What not to alert on: individual bad responses are inevitable and not actionable in real time. Minor quality fluctuations within normal variance — LLMs are probabilistic, and response quality will vary naturally. Only alert on sustained changes, not single-point anomalies.

Debugging a Production Incident

The process when an alert fires or a user reports a problem:

  1. Find the affected traces. Use your trace store to pull traces in the relevant time window, filtered by feature, user cohort, or error type. You need trace IDs to go anywhere from here.

  2. Examine the prompt and response. For each affected trace, look at the actual input and output. Is the model refusing? Hallucinating? Producing malformed output? Misunderstanding the query?
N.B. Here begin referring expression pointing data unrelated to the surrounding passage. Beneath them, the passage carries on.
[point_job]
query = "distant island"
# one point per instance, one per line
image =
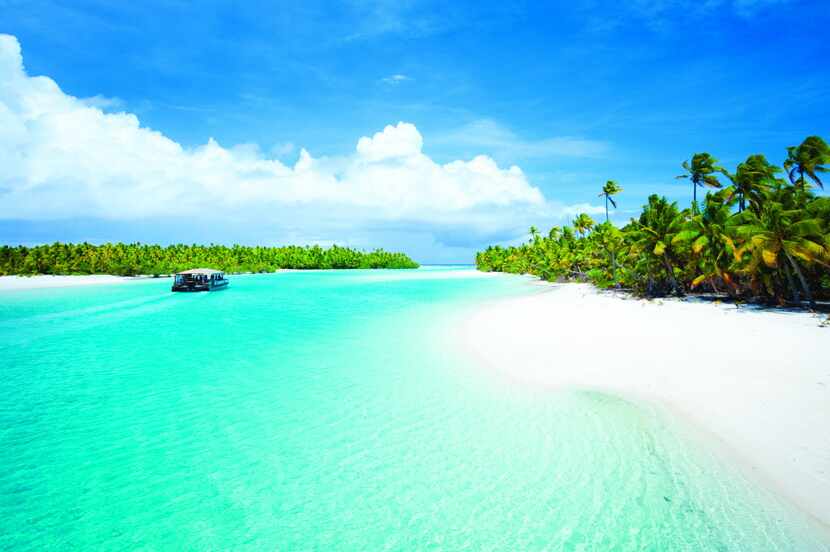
(133, 259)
(759, 237)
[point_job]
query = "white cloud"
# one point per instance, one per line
(495, 139)
(63, 157)
(103, 102)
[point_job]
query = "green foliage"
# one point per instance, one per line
(761, 238)
(133, 259)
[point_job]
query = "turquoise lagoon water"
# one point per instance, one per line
(327, 411)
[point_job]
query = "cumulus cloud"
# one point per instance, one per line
(63, 157)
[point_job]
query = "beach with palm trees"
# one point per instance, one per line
(753, 383)
(717, 311)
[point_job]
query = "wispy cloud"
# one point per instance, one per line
(396, 79)
(495, 139)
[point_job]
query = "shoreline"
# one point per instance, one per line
(49, 281)
(755, 380)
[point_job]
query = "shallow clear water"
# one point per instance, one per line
(326, 411)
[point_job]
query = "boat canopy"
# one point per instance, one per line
(202, 271)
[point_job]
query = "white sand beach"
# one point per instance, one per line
(758, 380)
(48, 281)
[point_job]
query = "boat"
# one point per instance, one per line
(200, 279)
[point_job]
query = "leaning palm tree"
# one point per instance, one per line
(809, 158)
(651, 238)
(707, 236)
(583, 224)
(702, 172)
(751, 179)
(611, 188)
(784, 240)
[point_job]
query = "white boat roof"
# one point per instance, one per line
(206, 271)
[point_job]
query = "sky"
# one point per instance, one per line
(433, 128)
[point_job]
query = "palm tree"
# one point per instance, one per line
(782, 239)
(651, 238)
(611, 188)
(534, 233)
(583, 224)
(810, 158)
(702, 172)
(751, 179)
(711, 245)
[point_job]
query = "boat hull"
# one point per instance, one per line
(193, 287)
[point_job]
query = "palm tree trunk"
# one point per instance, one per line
(801, 279)
(670, 271)
(791, 283)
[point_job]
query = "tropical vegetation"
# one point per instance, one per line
(761, 234)
(136, 258)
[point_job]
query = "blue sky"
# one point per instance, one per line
(571, 94)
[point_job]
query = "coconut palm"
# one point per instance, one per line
(808, 158)
(702, 171)
(611, 188)
(751, 179)
(583, 224)
(712, 248)
(783, 240)
(651, 238)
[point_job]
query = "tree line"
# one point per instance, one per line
(136, 258)
(761, 234)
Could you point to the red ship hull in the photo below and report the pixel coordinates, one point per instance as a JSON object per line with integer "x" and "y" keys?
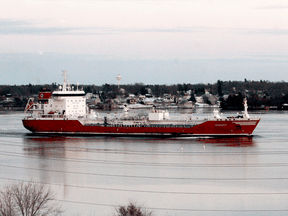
{"x": 230, "y": 127}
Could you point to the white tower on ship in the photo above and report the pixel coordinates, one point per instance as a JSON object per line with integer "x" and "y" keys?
{"x": 65, "y": 80}
{"x": 118, "y": 77}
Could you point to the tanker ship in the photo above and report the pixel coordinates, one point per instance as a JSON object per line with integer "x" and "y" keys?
{"x": 64, "y": 111}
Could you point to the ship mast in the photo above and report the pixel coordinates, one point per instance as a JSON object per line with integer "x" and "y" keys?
{"x": 65, "y": 80}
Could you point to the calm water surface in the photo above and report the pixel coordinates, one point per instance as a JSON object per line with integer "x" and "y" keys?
{"x": 181, "y": 176}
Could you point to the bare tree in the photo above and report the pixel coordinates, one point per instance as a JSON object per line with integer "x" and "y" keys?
{"x": 28, "y": 199}
{"x": 132, "y": 210}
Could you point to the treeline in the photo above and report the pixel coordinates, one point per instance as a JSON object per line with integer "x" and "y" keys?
{"x": 230, "y": 93}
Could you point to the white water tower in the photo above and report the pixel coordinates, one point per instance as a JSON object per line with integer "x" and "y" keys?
{"x": 118, "y": 77}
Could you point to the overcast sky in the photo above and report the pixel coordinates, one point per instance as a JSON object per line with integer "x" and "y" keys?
{"x": 152, "y": 41}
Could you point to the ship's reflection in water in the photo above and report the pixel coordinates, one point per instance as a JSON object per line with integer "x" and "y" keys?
{"x": 57, "y": 145}
{"x": 229, "y": 141}
{"x": 136, "y": 163}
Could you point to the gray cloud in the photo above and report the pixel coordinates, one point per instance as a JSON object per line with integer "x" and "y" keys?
{"x": 23, "y": 27}
{"x": 271, "y": 7}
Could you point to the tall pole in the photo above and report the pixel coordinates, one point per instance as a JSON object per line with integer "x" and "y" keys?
{"x": 118, "y": 77}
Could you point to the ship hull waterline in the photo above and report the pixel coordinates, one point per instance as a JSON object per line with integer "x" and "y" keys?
{"x": 211, "y": 128}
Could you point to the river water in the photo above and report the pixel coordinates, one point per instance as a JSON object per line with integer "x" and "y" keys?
{"x": 179, "y": 176}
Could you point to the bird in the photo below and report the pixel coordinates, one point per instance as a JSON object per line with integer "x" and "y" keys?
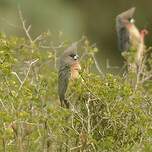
{"x": 124, "y": 27}
{"x": 130, "y": 37}
{"x": 69, "y": 68}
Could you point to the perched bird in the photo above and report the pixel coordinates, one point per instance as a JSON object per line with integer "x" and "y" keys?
{"x": 124, "y": 27}
{"x": 68, "y": 69}
{"x": 129, "y": 37}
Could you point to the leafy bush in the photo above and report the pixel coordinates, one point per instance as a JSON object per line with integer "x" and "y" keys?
{"x": 107, "y": 113}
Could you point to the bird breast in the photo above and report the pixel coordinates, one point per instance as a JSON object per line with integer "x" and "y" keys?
{"x": 75, "y": 67}
{"x": 135, "y": 37}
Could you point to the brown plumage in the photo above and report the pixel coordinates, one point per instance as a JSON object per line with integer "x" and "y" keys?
{"x": 68, "y": 69}
{"x": 129, "y": 37}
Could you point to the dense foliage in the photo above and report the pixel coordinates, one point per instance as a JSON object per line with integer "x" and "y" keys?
{"x": 107, "y": 113}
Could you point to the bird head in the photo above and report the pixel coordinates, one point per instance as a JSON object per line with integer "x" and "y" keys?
{"x": 70, "y": 56}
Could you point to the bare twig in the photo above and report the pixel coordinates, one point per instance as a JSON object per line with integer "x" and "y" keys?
{"x": 26, "y": 29}
{"x": 27, "y": 74}
{"x": 97, "y": 65}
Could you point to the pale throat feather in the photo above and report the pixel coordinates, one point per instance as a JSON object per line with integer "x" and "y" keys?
{"x": 75, "y": 68}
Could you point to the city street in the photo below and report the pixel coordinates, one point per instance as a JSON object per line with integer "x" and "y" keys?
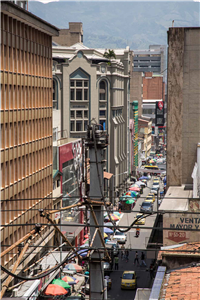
{"x": 143, "y": 276}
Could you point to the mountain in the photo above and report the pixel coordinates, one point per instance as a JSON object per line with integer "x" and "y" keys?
{"x": 114, "y": 24}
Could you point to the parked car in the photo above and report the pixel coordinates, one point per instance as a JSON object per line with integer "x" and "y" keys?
{"x": 154, "y": 190}
{"x": 120, "y": 237}
{"x": 146, "y": 207}
{"x": 141, "y": 221}
{"x": 129, "y": 280}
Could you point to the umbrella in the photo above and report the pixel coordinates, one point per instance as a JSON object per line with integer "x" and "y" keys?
{"x": 130, "y": 201}
{"x": 108, "y": 230}
{"x": 70, "y": 280}
{"x": 134, "y": 188}
{"x": 144, "y": 177}
{"x": 55, "y": 290}
{"x": 61, "y": 283}
{"x": 74, "y": 267}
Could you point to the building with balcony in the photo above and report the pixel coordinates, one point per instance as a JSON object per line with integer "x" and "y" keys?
{"x": 88, "y": 88}
{"x": 145, "y": 132}
{"x": 25, "y": 127}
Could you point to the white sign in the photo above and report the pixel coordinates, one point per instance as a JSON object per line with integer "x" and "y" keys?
{"x": 57, "y": 215}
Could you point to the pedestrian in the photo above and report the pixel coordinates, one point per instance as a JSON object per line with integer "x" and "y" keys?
{"x": 116, "y": 262}
{"x": 143, "y": 260}
{"x": 136, "y": 258}
{"x": 127, "y": 255}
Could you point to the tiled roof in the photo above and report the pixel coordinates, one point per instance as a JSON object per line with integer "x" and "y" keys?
{"x": 182, "y": 284}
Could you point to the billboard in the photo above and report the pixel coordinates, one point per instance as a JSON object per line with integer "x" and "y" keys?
{"x": 159, "y": 113}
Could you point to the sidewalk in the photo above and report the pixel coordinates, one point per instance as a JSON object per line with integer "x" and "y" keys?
{"x": 128, "y": 218}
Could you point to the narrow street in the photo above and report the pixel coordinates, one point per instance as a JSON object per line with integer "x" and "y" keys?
{"x": 143, "y": 275}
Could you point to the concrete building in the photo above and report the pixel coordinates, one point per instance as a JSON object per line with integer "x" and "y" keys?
{"x": 145, "y": 131}
{"x": 71, "y": 36}
{"x": 25, "y": 126}
{"x": 153, "y": 91}
{"x": 89, "y": 88}
{"x": 153, "y": 60}
{"x": 183, "y": 132}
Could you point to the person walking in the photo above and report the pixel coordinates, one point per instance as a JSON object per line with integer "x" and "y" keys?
{"x": 136, "y": 258}
{"x": 116, "y": 262}
{"x": 143, "y": 260}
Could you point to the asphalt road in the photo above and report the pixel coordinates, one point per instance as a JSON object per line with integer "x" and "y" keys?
{"x": 143, "y": 275}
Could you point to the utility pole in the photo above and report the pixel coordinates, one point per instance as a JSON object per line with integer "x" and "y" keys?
{"x": 96, "y": 140}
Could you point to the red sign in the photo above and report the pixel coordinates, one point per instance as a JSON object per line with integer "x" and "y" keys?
{"x": 177, "y": 236}
{"x": 160, "y": 105}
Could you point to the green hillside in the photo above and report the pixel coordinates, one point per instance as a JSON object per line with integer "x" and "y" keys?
{"x": 117, "y": 24}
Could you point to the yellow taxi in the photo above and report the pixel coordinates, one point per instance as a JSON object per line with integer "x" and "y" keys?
{"x": 141, "y": 221}
{"x": 153, "y": 196}
{"x": 129, "y": 280}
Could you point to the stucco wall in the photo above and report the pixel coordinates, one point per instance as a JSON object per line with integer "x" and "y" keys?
{"x": 183, "y": 124}
{"x": 175, "y": 105}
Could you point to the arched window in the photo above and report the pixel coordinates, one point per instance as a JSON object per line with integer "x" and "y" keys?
{"x": 55, "y": 94}
{"x": 103, "y": 104}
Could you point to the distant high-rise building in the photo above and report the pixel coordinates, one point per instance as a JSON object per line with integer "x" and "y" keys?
{"x": 25, "y": 126}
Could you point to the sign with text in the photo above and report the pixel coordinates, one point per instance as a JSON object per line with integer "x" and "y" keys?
{"x": 159, "y": 113}
{"x": 182, "y": 228}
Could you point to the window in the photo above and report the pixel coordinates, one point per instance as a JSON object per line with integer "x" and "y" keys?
{"x": 0, "y": 96}
{"x": 55, "y": 134}
{"x": 79, "y": 114}
{"x": 72, "y": 95}
{"x": 85, "y": 95}
{"x": 102, "y": 113}
{"x": 55, "y": 94}
{"x": 85, "y": 114}
{"x": 72, "y": 125}
{"x": 78, "y": 83}
{"x": 79, "y": 126}
{"x": 85, "y": 125}
{"x": 72, "y": 113}
{"x": 79, "y": 94}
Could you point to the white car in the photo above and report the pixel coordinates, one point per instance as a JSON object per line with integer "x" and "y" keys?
{"x": 120, "y": 237}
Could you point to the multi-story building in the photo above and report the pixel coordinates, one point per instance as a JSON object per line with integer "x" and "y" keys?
{"x": 183, "y": 133}
{"x": 145, "y": 131}
{"x": 25, "y": 125}
{"x": 153, "y": 91}
{"x": 91, "y": 89}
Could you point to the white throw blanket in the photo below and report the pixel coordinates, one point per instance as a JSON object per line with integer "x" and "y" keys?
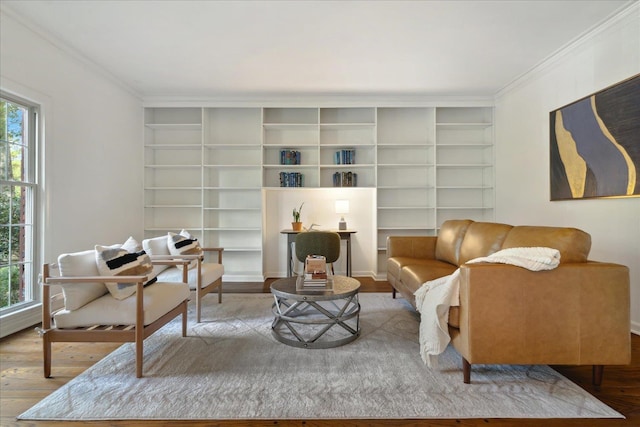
{"x": 434, "y": 297}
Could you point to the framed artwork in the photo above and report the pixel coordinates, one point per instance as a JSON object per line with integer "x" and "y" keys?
{"x": 595, "y": 144}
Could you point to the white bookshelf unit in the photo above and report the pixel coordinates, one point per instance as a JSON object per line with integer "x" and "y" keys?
{"x": 206, "y": 169}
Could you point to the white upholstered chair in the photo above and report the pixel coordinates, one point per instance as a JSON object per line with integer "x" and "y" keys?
{"x": 96, "y": 310}
{"x": 202, "y": 277}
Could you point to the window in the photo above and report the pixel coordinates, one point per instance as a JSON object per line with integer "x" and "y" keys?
{"x": 18, "y": 190}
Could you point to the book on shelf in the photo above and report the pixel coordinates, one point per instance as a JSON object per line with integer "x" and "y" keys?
{"x": 291, "y": 179}
{"x": 345, "y": 157}
{"x": 290, "y": 157}
{"x": 345, "y": 179}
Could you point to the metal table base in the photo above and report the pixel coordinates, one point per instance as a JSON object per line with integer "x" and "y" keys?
{"x": 316, "y": 318}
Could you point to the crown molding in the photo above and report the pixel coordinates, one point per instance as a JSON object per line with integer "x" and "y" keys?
{"x": 324, "y": 100}
{"x": 74, "y": 54}
{"x": 625, "y": 12}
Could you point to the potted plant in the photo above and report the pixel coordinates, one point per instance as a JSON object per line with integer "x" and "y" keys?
{"x": 296, "y": 225}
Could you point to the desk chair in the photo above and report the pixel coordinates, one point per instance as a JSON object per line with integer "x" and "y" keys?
{"x": 325, "y": 243}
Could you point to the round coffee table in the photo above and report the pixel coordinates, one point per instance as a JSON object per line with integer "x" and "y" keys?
{"x": 316, "y": 317}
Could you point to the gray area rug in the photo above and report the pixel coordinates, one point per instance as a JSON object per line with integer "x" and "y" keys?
{"x": 230, "y": 367}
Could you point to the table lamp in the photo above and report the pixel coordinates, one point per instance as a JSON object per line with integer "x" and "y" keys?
{"x": 342, "y": 207}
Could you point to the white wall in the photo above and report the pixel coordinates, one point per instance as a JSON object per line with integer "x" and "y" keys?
{"x": 93, "y": 131}
{"x": 605, "y": 57}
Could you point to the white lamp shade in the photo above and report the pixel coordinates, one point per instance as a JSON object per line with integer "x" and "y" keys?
{"x": 342, "y": 206}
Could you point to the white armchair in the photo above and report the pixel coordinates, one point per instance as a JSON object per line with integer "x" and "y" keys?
{"x": 202, "y": 277}
{"x": 94, "y": 311}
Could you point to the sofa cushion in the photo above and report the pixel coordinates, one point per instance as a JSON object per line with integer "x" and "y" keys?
{"x": 80, "y": 264}
{"x": 450, "y": 239}
{"x": 159, "y": 298}
{"x": 574, "y": 245}
{"x": 395, "y": 264}
{"x": 414, "y": 275}
{"x": 210, "y": 273}
{"x": 483, "y": 239}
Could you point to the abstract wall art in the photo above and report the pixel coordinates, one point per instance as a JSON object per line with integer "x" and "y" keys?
{"x": 595, "y": 144}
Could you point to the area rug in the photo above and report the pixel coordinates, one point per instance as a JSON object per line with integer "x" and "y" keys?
{"x": 230, "y": 367}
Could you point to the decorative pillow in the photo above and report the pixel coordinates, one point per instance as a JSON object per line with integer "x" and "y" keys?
{"x": 157, "y": 246}
{"x": 80, "y": 264}
{"x": 120, "y": 262}
{"x": 183, "y": 244}
{"x": 132, "y": 245}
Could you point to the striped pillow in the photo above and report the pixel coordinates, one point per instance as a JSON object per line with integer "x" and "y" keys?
{"x": 120, "y": 262}
{"x": 183, "y": 244}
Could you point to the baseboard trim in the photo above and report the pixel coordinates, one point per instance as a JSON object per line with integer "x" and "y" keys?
{"x": 19, "y": 320}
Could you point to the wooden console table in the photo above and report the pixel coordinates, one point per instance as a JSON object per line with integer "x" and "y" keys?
{"x": 291, "y": 238}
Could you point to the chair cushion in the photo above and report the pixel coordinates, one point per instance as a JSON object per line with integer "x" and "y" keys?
{"x": 210, "y": 273}
{"x": 74, "y": 264}
{"x": 157, "y": 246}
{"x": 120, "y": 262}
{"x": 159, "y": 299}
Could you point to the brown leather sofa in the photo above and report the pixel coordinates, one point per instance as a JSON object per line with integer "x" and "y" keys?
{"x": 575, "y": 314}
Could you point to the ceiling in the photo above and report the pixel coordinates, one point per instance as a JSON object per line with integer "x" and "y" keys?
{"x": 266, "y": 48}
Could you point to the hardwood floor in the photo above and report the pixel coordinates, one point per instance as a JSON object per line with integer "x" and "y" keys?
{"x": 23, "y": 385}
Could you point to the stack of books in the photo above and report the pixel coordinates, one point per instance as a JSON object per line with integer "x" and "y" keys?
{"x": 315, "y": 272}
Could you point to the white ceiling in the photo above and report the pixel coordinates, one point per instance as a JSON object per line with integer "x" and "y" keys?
{"x": 264, "y": 48}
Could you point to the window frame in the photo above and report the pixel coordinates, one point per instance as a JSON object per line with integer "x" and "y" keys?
{"x": 32, "y": 181}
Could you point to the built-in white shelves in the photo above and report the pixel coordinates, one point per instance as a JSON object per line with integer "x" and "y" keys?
{"x": 206, "y": 168}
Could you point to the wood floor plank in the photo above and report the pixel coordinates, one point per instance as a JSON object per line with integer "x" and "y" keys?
{"x": 22, "y": 384}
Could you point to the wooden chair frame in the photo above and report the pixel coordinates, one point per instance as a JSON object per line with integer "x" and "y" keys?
{"x": 184, "y": 260}
{"x": 102, "y": 333}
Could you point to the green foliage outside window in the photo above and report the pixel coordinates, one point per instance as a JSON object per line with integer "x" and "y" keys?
{"x": 12, "y": 150}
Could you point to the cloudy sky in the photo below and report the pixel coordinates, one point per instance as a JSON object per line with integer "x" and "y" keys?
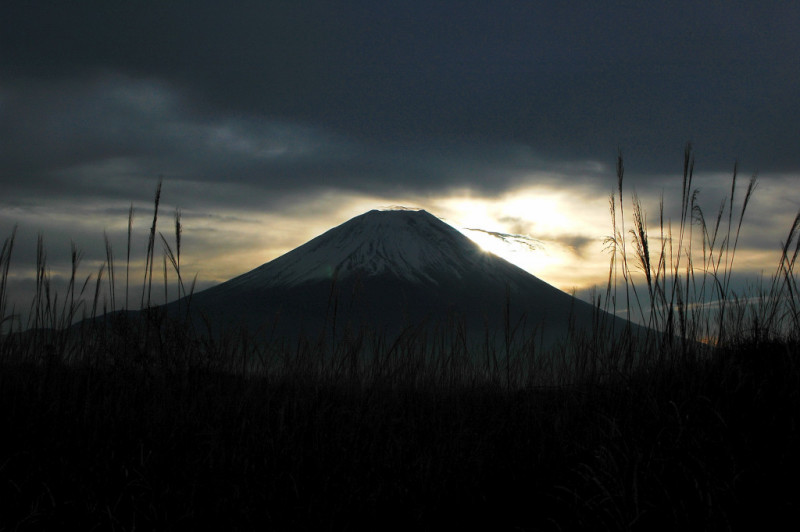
{"x": 273, "y": 121}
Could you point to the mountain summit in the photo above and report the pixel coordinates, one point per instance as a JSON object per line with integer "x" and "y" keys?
{"x": 386, "y": 270}
{"x": 412, "y": 246}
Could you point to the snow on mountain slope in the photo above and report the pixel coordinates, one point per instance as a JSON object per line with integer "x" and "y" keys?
{"x": 409, "y": 245}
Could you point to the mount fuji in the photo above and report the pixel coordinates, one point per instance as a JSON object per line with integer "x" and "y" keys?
{"x": 387, "y": 270}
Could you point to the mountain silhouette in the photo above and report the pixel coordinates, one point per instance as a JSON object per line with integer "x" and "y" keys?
{"x": 388, "y": 270}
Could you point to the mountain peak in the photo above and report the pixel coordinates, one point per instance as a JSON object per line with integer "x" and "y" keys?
{"x": 412, "y": 245}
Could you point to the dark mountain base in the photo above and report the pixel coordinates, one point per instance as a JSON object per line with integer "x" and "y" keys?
{"x": 690, "y": 446}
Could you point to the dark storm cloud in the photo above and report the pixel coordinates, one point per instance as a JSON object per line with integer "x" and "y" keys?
{"x": 418, "y": 94}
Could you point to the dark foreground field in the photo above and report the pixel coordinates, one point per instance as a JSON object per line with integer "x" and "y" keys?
{"x": 693, "y": 445}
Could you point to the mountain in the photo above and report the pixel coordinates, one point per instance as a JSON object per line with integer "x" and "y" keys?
{"x": 385, "y": 270}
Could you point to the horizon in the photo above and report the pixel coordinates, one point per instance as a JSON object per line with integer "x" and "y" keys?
{"x": 271, "y": 124}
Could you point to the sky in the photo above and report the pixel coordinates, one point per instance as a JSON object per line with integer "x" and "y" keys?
{"x": 270, "y": 122}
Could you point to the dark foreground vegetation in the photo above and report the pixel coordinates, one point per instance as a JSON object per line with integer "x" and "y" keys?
{"x": 148, "y": 423}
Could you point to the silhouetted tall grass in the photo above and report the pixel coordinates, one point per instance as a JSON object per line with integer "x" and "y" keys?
{"x": 123, "y": 420}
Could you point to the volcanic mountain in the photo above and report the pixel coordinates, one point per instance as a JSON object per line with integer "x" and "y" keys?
{"x": 384, "y": 271}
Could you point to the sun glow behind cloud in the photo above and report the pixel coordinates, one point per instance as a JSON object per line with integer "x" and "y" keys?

The pattern across multiple bad traces usually points to the failure category.

  3. Check for regression. Compare the affected traces to traces from a week ago on the same feature. Did response length change? Did the refusal pattern change? Did a specific tool start failing? If yes, something changed — find what.

  4. Identify root cause. The common failure modes: a prompt template was edited (check your deploy history), the model provider silently updated the model version, a retrieval source is returning degraded results, or an edge case in user input is triggering unexpected behavior. Each one has a different fix.

  5. Fix and verify. Make the change, deploy to a test environment, run your eval suite against it, then roll out to production with the A/B testing process rather than a full cutover.

Without prompt/response logging, step 2 is impossible. Without distributed traces, step 3 is guesswork. Without evals, step 5 is hope. Each piece of the observability stack contributes to compressing the time between “alert fires” and “incident resolved.”

What to Do Next

Don’t try to build everything at once. Pick one tooling option and instrument your LLM calls this week — even basic prompt/response logging with trace IDs. That single change cuts debugging time significantly. You’ll have actual data to look at instead of inferring from user reports.

Once basic logging is in place, add the infrastructure metrics (latency split by TTFT and total, error rate, cost per request) and set alerts on the ones that matter. That covers your operational baseline.

Quality metrics come next. Start with refusal rate because it’s easy to measure and correlates well with other quality problems. Add groundedness scoring if you’re running a RAG system.

The eval framework — the thing that lets you run regression tests against new model versions — is the hardest part to build and the highest leverage. Even a small golden dataset of 50 examples with expected outputs gives you something to run against before you migrate to a new model or change a core prompt. Build it incrementally; start with the cases your team already knows are tricky.

The goal is to find out about LLM quality regressions from your monitoring, not from your users.